XX

Transcurrieron muchos días desde aquel, famoso por la entrada de nuestro soberano, sin que se alterara con ningún accidente la uniformidad de la casa de los Requejos.

Largo tiempo estuve sin poder hablar con Inés, aunque vivíamos tan cerca el uno del otro; pero el encierro en que la guardaba Restituta era cada vez más inaccesible, y la vigilancia llegó á ser un acecho implacable. D. Mauro estaba furioso algunas veces, otras triste, y sin duda en su rudeza no dejaba de comprender que era incapaz de hacerse amar por Inés. Su cólera no podía menos de derivarse de la conciencia de su brutalidad.
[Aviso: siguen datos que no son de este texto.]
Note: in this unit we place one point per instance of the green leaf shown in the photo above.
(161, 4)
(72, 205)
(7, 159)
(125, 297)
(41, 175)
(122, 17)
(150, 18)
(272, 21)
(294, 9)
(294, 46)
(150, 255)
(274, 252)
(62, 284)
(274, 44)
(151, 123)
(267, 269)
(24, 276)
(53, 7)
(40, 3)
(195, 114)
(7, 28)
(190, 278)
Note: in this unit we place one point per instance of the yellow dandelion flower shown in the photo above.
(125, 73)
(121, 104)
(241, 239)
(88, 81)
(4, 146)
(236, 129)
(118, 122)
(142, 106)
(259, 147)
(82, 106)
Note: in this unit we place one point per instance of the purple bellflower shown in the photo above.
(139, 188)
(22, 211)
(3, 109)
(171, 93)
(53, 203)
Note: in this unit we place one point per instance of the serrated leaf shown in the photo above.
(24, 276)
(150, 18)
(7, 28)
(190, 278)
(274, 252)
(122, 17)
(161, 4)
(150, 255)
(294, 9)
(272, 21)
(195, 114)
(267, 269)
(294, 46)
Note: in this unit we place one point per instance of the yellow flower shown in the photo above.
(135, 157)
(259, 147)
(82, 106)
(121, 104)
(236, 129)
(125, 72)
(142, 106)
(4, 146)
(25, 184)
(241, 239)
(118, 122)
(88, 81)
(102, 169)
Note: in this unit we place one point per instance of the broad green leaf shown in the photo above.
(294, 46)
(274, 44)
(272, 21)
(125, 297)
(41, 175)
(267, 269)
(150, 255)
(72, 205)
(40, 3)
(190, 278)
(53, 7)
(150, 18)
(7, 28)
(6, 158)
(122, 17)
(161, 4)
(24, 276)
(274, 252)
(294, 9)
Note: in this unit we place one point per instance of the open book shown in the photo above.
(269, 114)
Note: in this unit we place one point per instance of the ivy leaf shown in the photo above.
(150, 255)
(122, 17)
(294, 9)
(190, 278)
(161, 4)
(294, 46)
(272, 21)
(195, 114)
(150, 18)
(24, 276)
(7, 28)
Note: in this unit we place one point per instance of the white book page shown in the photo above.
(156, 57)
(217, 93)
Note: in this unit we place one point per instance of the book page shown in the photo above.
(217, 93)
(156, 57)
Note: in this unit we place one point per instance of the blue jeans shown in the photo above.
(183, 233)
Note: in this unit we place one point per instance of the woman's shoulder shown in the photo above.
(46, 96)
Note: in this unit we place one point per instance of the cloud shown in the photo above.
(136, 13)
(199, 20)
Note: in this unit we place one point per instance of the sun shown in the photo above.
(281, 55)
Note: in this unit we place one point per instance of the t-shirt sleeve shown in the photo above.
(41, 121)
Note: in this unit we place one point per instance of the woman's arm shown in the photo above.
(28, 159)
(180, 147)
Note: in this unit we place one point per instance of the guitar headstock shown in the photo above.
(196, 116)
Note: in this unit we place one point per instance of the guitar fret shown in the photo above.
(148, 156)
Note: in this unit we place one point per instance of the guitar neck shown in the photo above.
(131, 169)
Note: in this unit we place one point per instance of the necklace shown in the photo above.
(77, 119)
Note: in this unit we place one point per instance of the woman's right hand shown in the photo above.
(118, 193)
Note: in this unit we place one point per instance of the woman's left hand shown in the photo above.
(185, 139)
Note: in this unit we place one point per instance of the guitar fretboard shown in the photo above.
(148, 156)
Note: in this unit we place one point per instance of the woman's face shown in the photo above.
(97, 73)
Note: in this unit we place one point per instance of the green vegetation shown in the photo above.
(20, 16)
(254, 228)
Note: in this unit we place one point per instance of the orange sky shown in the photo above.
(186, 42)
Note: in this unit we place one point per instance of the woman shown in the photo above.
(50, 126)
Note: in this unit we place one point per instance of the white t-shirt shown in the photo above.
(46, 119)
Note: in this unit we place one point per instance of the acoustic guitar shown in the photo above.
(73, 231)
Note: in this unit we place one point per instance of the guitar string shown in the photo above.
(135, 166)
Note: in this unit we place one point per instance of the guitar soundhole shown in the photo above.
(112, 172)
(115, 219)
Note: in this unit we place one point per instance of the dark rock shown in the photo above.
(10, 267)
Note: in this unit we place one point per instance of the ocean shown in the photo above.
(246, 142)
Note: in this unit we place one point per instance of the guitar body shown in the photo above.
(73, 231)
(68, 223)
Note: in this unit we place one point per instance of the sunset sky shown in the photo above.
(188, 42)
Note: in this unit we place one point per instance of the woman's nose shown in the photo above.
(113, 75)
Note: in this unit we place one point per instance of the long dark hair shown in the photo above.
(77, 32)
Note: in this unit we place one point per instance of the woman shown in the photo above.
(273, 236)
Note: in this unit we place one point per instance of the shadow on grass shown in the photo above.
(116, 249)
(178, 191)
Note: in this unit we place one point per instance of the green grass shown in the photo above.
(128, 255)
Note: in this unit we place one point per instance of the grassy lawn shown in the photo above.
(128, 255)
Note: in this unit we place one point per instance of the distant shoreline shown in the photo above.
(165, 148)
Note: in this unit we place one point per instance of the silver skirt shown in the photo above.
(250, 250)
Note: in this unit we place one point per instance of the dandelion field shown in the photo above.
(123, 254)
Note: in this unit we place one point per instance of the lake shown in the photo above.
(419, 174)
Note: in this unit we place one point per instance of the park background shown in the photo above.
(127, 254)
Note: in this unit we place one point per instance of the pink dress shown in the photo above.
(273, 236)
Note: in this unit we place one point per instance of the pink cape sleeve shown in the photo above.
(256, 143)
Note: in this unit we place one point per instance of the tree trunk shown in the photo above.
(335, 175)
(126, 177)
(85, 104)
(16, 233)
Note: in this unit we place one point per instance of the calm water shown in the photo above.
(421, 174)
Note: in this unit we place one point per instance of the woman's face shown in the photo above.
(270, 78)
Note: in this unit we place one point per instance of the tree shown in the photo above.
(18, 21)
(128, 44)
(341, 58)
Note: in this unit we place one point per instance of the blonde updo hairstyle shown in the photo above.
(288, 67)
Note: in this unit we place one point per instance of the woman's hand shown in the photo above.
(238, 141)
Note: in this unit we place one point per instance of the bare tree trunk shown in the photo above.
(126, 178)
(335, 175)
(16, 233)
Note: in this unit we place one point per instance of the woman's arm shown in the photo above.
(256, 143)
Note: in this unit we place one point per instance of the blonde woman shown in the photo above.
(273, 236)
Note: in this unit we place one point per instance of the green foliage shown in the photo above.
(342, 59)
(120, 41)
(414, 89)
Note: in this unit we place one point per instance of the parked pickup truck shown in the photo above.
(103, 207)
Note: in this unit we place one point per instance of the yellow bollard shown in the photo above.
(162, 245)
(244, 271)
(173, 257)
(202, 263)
Si no hubiera mediado el ambicioso interés, que era su alma, quizás D. Mauro habría sido naturalmente afable y hasta cariñoso con la que pasaba por su sobrina; pero la falta de educación, de delicadeza, de modales y de sentido común le perdía, haciéndole no sólo aborrecible, sino espantoso á los ojos de la misma á quien deseaba interesar.
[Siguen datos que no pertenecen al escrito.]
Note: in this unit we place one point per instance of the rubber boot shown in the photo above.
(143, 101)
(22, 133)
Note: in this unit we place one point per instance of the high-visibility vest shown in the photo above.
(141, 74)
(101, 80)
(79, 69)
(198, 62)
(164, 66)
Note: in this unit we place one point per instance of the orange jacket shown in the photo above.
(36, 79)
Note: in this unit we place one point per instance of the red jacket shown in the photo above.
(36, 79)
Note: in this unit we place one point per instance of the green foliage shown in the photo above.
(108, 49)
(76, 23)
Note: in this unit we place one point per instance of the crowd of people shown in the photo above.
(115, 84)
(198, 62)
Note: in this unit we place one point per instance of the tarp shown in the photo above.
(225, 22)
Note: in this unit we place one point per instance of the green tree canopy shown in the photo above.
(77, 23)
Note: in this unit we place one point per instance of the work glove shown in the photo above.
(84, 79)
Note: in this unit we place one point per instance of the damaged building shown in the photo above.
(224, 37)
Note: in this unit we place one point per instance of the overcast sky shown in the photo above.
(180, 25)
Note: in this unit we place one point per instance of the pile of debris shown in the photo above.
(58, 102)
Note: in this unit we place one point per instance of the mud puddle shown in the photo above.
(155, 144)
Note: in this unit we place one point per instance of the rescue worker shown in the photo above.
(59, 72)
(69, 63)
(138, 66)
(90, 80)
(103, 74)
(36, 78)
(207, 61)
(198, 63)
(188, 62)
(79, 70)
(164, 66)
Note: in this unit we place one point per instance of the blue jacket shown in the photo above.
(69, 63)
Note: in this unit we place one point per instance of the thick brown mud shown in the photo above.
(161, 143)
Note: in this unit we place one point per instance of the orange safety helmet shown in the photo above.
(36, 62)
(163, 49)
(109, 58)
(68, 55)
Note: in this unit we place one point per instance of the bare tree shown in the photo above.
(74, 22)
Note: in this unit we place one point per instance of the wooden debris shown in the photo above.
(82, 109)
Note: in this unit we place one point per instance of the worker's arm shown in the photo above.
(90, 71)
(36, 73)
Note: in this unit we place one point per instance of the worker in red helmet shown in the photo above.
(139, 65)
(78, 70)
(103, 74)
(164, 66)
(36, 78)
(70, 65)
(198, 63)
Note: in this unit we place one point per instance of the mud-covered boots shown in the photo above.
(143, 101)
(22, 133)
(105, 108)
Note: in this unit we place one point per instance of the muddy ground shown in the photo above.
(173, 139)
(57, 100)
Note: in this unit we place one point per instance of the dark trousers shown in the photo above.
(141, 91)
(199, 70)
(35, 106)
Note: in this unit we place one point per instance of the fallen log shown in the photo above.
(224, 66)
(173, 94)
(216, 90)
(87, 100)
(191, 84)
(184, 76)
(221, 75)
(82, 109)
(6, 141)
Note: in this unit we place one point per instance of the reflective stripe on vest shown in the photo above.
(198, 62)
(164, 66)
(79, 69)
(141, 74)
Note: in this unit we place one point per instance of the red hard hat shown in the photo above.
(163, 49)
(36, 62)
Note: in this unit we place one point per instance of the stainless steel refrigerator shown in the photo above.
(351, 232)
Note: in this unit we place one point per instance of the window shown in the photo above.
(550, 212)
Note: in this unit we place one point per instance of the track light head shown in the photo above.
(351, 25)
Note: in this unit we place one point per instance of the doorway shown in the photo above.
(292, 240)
Las dificultades para sacar á Inés del poder de los Requejos aumentaban de día en día con la suspicaz vigilancia de Restituta; pero esto no me desanimaba, y firme en mi honrado propósito, procuré por todos los medios posibles conquistar la benevolencia de los dos hermanos, fingiendo en mí gustos é inclinaciones iguales á las suyas. Yo aspiraba á una empresa más difícil que las doce de Hércules: aspiraba á conquistar el inexpugnable castillo de su confianza, donde jamás entrara persona alguna.

Para llegar á este fin, principié fingiéndome mezquino y avaro, cual si me consumiera, como á ellos, la mísera pasión del ahorro en su último delirio. Un día, después de haber barrido los pasillos y cuartos, me ocupaba en reunir el polvo y la tierra, recogiendo y guardando aquellos ingredientes en un gran cucurucho. Como esta operación la hacía yo de modo que doña Restituta me observase, preguntóme un día cuál era mi objeto, y le contesté:

—Pues qué, señora, ¿se ha de desperdiciar esta sustancia alimenticia?
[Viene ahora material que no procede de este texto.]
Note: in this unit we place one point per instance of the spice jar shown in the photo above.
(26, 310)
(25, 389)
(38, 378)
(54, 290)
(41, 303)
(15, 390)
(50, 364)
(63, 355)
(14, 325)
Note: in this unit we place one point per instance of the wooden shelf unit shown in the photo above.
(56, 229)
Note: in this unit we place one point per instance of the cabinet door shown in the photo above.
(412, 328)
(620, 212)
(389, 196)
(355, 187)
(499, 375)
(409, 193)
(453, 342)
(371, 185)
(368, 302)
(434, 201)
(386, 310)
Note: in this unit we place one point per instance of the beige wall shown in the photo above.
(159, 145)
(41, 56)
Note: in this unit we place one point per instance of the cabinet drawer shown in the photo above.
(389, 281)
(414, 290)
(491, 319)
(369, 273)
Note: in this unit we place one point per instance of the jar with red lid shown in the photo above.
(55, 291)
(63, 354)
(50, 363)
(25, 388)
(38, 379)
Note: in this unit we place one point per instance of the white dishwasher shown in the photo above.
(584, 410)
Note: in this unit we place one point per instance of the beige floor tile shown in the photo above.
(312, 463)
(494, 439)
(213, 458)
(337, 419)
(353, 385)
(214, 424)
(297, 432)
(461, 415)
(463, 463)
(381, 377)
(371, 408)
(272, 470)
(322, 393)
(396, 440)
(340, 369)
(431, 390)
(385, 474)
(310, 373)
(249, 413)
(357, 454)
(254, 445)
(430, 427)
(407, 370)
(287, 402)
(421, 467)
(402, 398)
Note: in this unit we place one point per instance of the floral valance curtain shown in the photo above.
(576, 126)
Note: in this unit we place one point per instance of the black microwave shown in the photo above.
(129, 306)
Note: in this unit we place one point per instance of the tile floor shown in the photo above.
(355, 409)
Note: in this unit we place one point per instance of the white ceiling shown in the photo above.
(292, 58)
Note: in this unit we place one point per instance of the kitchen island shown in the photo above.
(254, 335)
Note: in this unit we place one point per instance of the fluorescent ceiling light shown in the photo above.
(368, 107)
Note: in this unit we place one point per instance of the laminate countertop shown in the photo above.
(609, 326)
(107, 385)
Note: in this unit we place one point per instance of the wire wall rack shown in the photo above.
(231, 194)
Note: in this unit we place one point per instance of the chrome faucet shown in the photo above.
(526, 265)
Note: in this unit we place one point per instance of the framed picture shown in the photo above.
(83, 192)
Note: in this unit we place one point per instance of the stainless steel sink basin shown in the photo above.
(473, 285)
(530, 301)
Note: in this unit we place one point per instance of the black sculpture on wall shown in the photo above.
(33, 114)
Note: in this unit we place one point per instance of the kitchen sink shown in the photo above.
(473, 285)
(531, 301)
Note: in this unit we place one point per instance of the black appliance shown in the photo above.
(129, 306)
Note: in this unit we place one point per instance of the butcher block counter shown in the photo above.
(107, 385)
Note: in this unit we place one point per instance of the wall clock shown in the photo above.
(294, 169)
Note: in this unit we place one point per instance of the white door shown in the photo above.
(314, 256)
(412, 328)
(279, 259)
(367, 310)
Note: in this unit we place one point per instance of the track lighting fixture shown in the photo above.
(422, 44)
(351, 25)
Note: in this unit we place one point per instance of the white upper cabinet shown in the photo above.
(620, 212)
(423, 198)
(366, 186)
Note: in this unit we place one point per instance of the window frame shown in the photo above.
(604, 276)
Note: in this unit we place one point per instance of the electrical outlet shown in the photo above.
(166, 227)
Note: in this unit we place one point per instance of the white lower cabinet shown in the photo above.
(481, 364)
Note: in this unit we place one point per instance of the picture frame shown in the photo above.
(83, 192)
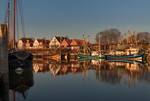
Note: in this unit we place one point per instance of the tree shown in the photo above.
(143, 39)
(108, 36)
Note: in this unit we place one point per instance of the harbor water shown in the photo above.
(90, 80)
—¿Cómo? ¿El polvo y la basura de los ladrillos, con las telarañas de los techos y el lodo de los zapatos, forman una sustancia alimenticia?

—Ya lo creo; y me asombra que usted no sepa que hay en Madrid un jardinero francés que compra todo esto para criar unas endemoniadas yerbas farmacéuticas que han inventado ahora.

—¿Qué me dices, Gabriel? Pues yo no sabía nada.

—Pues cuando yo estaba en la casa del señor duque de Torregorda, la señora Duquesa vendía esto todas las semanas, y por un paquete así le daban sus cuatro cuartos como cuatro soles.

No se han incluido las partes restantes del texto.